3

“Pegangan! Nanti kamu jatuh,” perintahnya ketika aku duduk diam di boncengannya.

“Nggak. Tenang aja,” jawabku mengelak dengan menumpukan kedua telapak tangan pada lututku. Aku mendengar dia berdecak.

“Ichlal,” panggilnya pelan bernada memperingatkan sambil mengurangi kecepatan laju motornya.

“Ini sudah aman, Bang. Ini pegangan juga kok.” Sejujurnya aku masih merasa canggung untuk memeluk ataupun sekedar menyentuh bagian tubuhnya di tempat umum. Aku bukan tidak tahu kalau terkadang dia cukup geregetan dengan sikapku, sedang dia menginginkan apa yang sewajarnya sepasang kekasih atau suami istri lakukan.

“Bukan itu! Peluk Abang! Sekarang!”

Tangannya bergerak mengambil tanganku lalu menariknya hingga aku merapat padanya. Dia membuat satu tanganku memeluk satu sisi badannya.

“Satunya lagi mana?”

Aku mengulurkan tanganku untuk membuat simpul pelukan di perutnya. Tidak berhenti sampai di situ, satu tangan yang tadi dia gunakan untuk menarik tanganku kini menggenggam simpulan tanganku. Dia memberikan usapan di sana. Dan aku bisa melihat senyumnya dari spion. Sedang aku sendiri menahan sebuah perasaan entah apa namanya. Juga degub jantung yang semakin cepat. Apa aku sudah jatuh cinta pada sosok pria ini?

“Kamu yakin nggak mau request makan apa?” tanyanya setelah beberapa saat berlalu dalam diam.

Aku tidak tahu apa yang membuatku pada akhirnya menumpukan daguku di satu sisi bahunya. Membiarkan tubuhku bersandar di punggungnya. Tapi kemudian aku merasakan gerakan merapat kepadaku darinya.

“Nggak. Aku ikut Abang aja,” jawabku kali ini dengan yakin. Aku merasakan bibirku tersenyum ringan di bahunya. Ini sebuah kenyamanan yang baru saja menggulungku, melupakan kecanggungan yang tadi tercipta.

“Tapi nanti dimakan sampai habis tanpa protes ya?”

“Iya.”

“Benar? Yakin? Karena cewek, sekarang bilang iya, pas sampai di tempat berubah lagi, nggak mau.”

Aku mendengus. Tanganku bergerak mencubit kecil perutnya, membuatnya tergelak di antara ringisan sakitnya.

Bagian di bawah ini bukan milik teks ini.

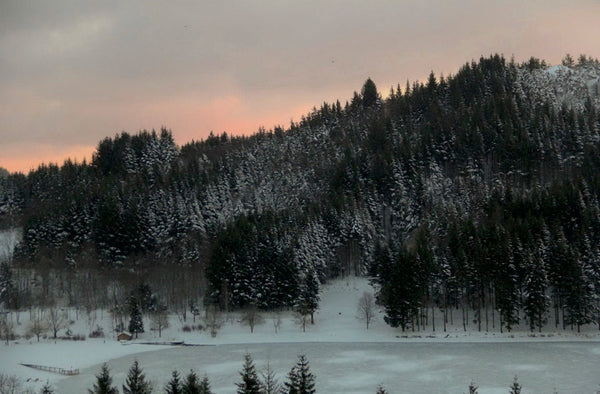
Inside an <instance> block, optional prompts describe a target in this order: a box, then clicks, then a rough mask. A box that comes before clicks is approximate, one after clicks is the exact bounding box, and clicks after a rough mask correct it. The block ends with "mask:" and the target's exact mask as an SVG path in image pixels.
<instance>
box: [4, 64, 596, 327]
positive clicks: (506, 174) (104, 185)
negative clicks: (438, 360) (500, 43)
mask: <svg viewBox="0 0 600 394" xmlns="http://www.w3.org/2000/svg"><path fill="white" fill-rule="evenodd" d="M599 81H600V65H599V64H598V61H597V60H592V59H589V58H587V57H585V56H581V57H580V58H579V59H578V61H573V60H572V59H571V58H570V57H566V58H565V60H564V61H563V65H561V66H553V67H548V66H547V65H546V64H545V63H544V62H543V61H541V60H538V59H534V58H532V59H530V60H529V61H528V62H526V63H524V64H516V63H515V62H514V61H507V60H505V59H504V58H503V57H502V56H499V55H494V56H490V57H489V58H481V59H480V60H479V61H477V62H475V61H473V62H470V63H467V64H465V65H464V66H463V67H462V68H461V69H460V70H459V71H458V72H457V73H456V74H455V75H450V76H446V77H444V76H438V75H435V74H434V73H431V74H430V76H429V78H428V80H427V81H425V82H424V83H413V84H409V83H407V84H406V86H405V87H401V86H400V85H399V86H398V87H395V88H392V89H391V91H390V92H389V94H388V95H387V97H386V98H385V99H383V98H382V95H381V93H380V92H379V91H378V90H377V87H376V85H375V83H373V81H371V80H370V79H369V80H367V81H366V82H365V84H364V86H363V87H362V89H361V91H360V93H358V92H356V93H355V94H354V97H353V98H352V100H351V101H350V102H347V103H345V104H343V105H342V104H341V103H340V102H339V101H338V102H336V103H324V104H322V105H321V106H320V108H315V109H314V110H313V111H312V112H311V113H310V114H307V115H306V116H305V117H304V118H303V119H302V120H301V121H300V122H299V123H296V124H291V125H290V126H289V127H288V128H283V127H275V128H274V129H273V130H270V131H266V130H260V131H259V132H258V133H256V134H255V135H252V136H250V137H232V136H229V135H227V134H222V135H211V136H210V137H209V138H207V139H206V140H204V141H200V142H194V141H192V142H190V143H188V144H186V145H183V146H177V145H176V144H175V142H174V140H173V137H172V135H171V133H170V131H168V130H166V129H163V130H161V131H160V132H154V131H152V132H148V131H143V132H140V133H137V134H135V135H132V134H128V133H121V134H119V135H116V136H115V137H113V138H106V139H104V140H103V141H101V142H100V143H99V145H98V148H97V150H96V152H95V154H94V156H93V159H92V161H91V162H90V163H73V162H69V161H68V162H65V163H64V164H63V165H62V166H57V165H42V166H40V167H39V168H38V169H37V170H35V171H32V172H31V173H29V174H28V175H22V174H10V175H8V176H4V175H2V176H0V224H1V226H2V227H4V228H8V227H22V229H23V241H22V243H21V244H20V245H19V247H18V251H17V254H16V256H15V259H14V261H13V262H11V263H10V265H8V264H5V265H4V268H3V274H2V277H1V278H0V279H1V280H2V281H3V283H5V285H4V287H3V289H2V293H1V295H2V300H1V301H4V302H5V305H6V306H7V307H9V308H15V309H16V308H24V307H27V306H28V305H31V304H43V303H44V302H50V301H49V300H54V301H56V302H64V303H67V304H69V305H77V304H85V305H86V306H89V307H113V306H114V305H120V304H123V303H124V302H125V301H124V300H126V299H127V295H129V294H130V292H131V290H132V289H133V288H134V287H136V286H138V285H139V284H140V283H142V284H143V285H148V286H147V287H150V288H151V289H153V292H154V293H155V294H154V296H155V298H154V299H155V300H157V301H156V303H157V304H161V305H164V306H165V307H168V308H170V309H171V310H185V309H186V308H187V307H188V306H189V305H190V304H194V303H197V302H200V300H202V299H203V300H204V302H205V303H211V304H215V305H217V304H218V305H220V306H221V307H222V308H229V307H236V308H237V307H244V306H248V305H255V306H257V307H260V308H278V307H294V308H300V309H303V310H306V311H313V310H314V308H316V303H317V302H318V297H317V296H316V294H318V288H319V284H320V283H323V282H324V281H326V280H327V279H328V278H331V277H336V276H340V275H350V274H361V275H366V274H369V275H371V276H372V277H373V282H374V285H375V286H376V288H377V289H378V299H379V301H380V302H381V303H382V304H383V305H384V306H385V308H386V314H387V321H388V323H389V324H391V325H393V326H400V327H402V328H403V329H406V328H409V327H415V326H416V325H424V324H431V323H432V322H431V321H429V319H428V316H429V315H430V313H429V311H430V310H433V309H437V308H439V309H441V310H443V311H444V312H445V313H447V312H448V311H450V310H451V309H452V308H455V309H460V310H461V311H462V317H463V321H465V319H466V320H468V313H469V312H471V313H475V317H474V319H476V320H477V322H478V325H479V328H480V329H481V328H482V326H483V328H487V327H485V325H486V323H488V313H490V314H494V313H495V314H496V315H497V316H498V317H499V318H500V319H501V327H503V328H506V329H509V330H510V328H511V327H512V326H513V325H514V324H516V323H517V322H518V321H520V320H521V319H526V321H527V322H528V324H529V325H530V327H531V329H541V327H542V326H544V324H545V323H546V321H547V318H548V316H549V314H550V313H552V314H554V315H555V316H556V319H554V320H553V321H555V320H556V321H557V322H558V321H561V322H562V324H565V325H568V324H570V325H573V326H574V327H580V326H581V325H583V324H588V323H591V322H599V321H600V308H599V306H600V247H599V245H600V205H599V197H600V134H599V132H600V112H599V111H600V86H599ZM32 278H34V281H33V282H34V285H32V281H31V279H32ZM9 282H10V283H9ZM7 283H9V284H7ZM54 301H53V302H54ZM151 307H152V306H149V308H151ZM155 307H156V306H155ZM438 324H439V325H442V324H444V322H439V323H438Z"/></svg>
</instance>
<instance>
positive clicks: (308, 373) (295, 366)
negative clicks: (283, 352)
mask: <svg viewBox="0 0 600 394" xmlns="http://www.w3.org/2000/svg"><path fill="white" fill-rule="evenodd" d="M283 391H284V392H285V393H286V394H314V393H316V390H315V376H314V375H313V374H312V372H310V367H309V365H308V360H307V359H306V356H305V355H300V356H298V362H297V363H296V365H295V366H294V367H293V368H292V369H291V370H290V372H289V373H288V380H287V381H286V382H285V383H284V388H283Z"/></svg>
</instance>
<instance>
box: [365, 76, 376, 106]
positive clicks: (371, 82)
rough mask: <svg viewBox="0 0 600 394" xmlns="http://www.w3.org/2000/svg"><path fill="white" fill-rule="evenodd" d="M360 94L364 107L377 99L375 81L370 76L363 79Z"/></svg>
mask: <svg viewBox="0 0 600 394" xmlns="http://www.w3.org/2000/svg"><path fill="white" fill-rule="evenodd" d="M361 96H362V104H363V106H364V107H365V108H367V107H371V106H373V105H374V104H376V103H377V101H378V100H379V93H378V92H377V86H375V82H373V80H372V79H371V78H367V80H366V81H365V83H364V85H363V87H362V90H361Z"/></svg>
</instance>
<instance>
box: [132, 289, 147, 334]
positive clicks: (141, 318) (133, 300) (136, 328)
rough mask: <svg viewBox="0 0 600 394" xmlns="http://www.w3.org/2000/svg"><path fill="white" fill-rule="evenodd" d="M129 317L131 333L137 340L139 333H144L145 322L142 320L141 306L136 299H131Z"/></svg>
mask: <svg viewBox="0 0 600 394" xmlns="http://www.w3.org/2000/svg"><path fill="white" fill-rule="evenodd" d="M129 317H130V320H129V332H130V333H132V334H135V337H136V338H137V337H138V333H140V332H144V320H143V318H142V311H141V310H140V306H139V304H138V303H137V301H136V300H135V298H134V297H131V298H130V302H129Z"/></svg>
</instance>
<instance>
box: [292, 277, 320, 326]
mask: <svg viewBox="0 0 600 394" xmlns="http://www.w3.org/2000/svg"><path fill="white" fill-rule="evenodd" d="M319 300H320V298H319V279H318V278H317V275H316V273H315V272H310V273H307V275H306V276H305V278H304V281H303V282H302V284H301V287H300V295H299V297H298V301H297V303H296V311H297V312H298V313H299V314H300V315H302V316H306V315H310V323H311V324H315V318H314V314H315V311H316V310H317V308H318V307H319ZM303 328H304V327H303Z"/></svg>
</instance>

“Aku nggak yang kayak gitu!”

“Astaga! Abang nggak pernah bermimpi punya istri seganas kamu, Ichlal!” pekiknya tertahan.

Aku melebarkan mataku, menarik satu tanganku untuk menepuk keras punggungnya. Dia membuatku merasa menjengkelkan.

“Aduh! Ichlal, demi apa? Sebentar lagi akan ada stempel di perut Abang karena cubitan kamu. Juga di punggung,” omelnya tapi kemudian dia terbahak di antara ringisannya ketika aku menambah satu cubitan lagi di lengannya.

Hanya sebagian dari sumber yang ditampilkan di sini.